Table of contents

Get text between <tag> and </tag> with PREG in PHP

PHP Sep 01, 2020 Viewed 1.3K Comments 0

When we make a simple web crawler in PHP, we often need to extract HTML tags. We can use some third party libraries, such as PHP Simple HTML DOM Parser. You can also do with XML Manipulation. This article describes to match tags with PCRE patterns.

Single-line

For example, there is a html likes:

<div>
    <span id="name1" data="data1">value1</span>
    <span id="name2" data="data2">value2</span>
    <span id="name3" data="data3">value3</span>
</div>

Using Dot, we can match the text of the first span tag.

$str = <<<EOF
<div>
    <span id="name1" data="data1">value1</span>
    <span id="name2" data="data2">value2</span>
    <span id="name3" data="data3">value3</span>
</div>
EOF;
preg_match('/<span id="name1"[^>]*>(.*)<\/span>/', $str, $matches);
print_r($matches);

Output:

Array
(
    [0] => <span id="name1" data="data1">value1</span>
    [1] => value1
)

Multi-line

For example, there is a html likes:

<div>
    <span id="name1" data="data1">
        value1
    </span>
    <span id="name2" data="data2">
        value2
    </span>
    <span id="name3" data="data3">
        value3
    </span>
</div>

Using the s (PCRE_DOTALL) and ? (Meta-character), we can match the text of the first span tag.

s (PCRE_DOTALL) If this modifier is set, a dot metacharacter in the pattern matches all characters, including newlines. Without it, newlines are excluded. This modifier is equivalent to Perl's /s modifier.
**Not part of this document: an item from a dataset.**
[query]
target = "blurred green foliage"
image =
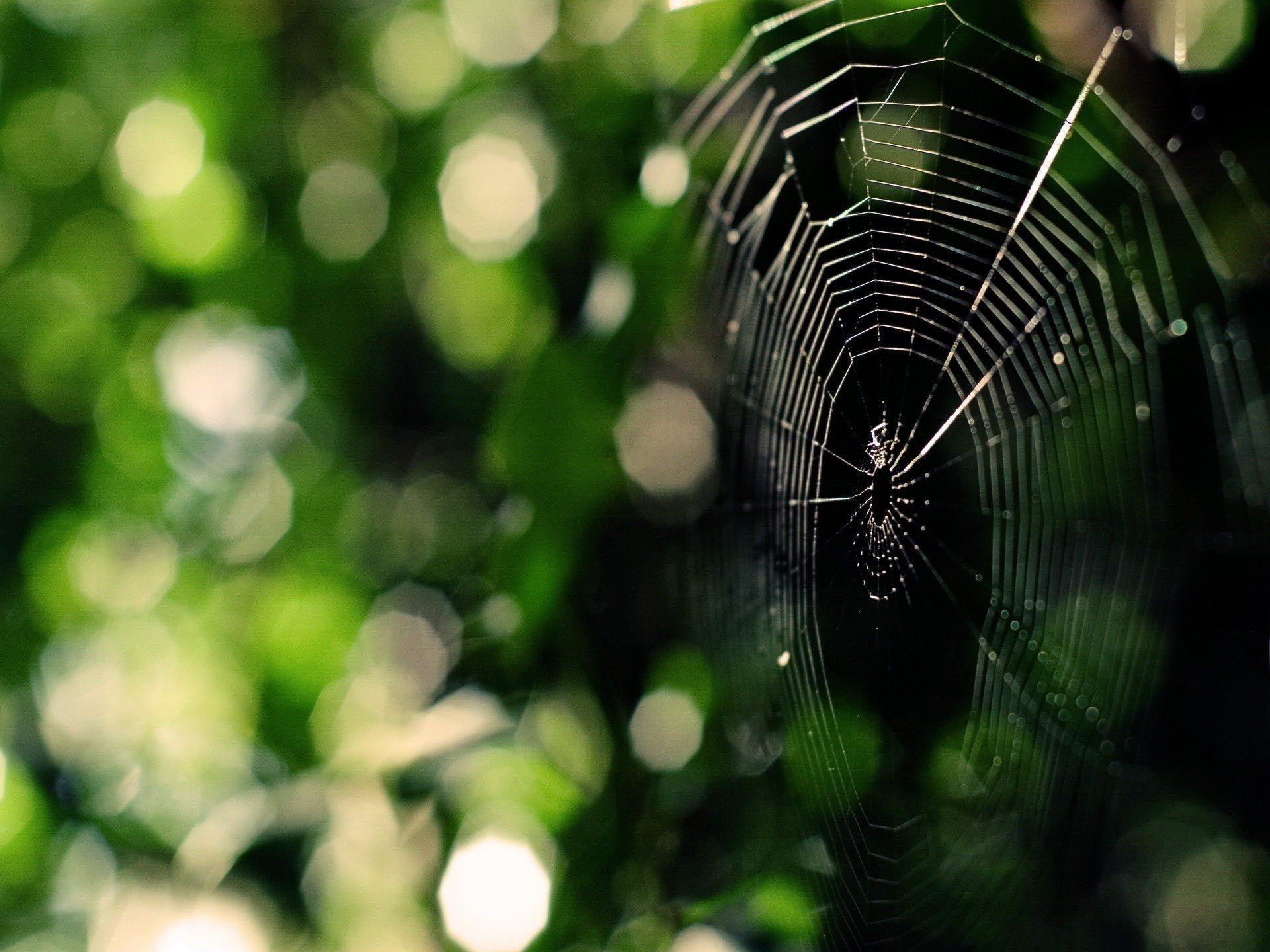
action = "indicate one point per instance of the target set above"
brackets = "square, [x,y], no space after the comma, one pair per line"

A negative class such as [^a] always matches a newline character, independent of the setting of this modifier.

? extends the meaning of (, also 0 or 1 quantifier, also makes greedy quantifiers lazy.

$str = <<<EOF
<div>
    <span id="name1" data="data1">
        value1
    </span>
    <span id="name2" data="data2">
        value2
    </span>
    <span id="name3" data="data3">
        value3
    </span>
</div>
EOF;
preg_match('/<span id="name1"[^>]*>(.*?)<\/span>/s', $str, $matches);
print_r($matches);

Output

Array
(
    [0] => <span id="name1" data="data1">
        value1
    </span>
    [1] => 
        value1
    
)
Updated Sep 01, 2020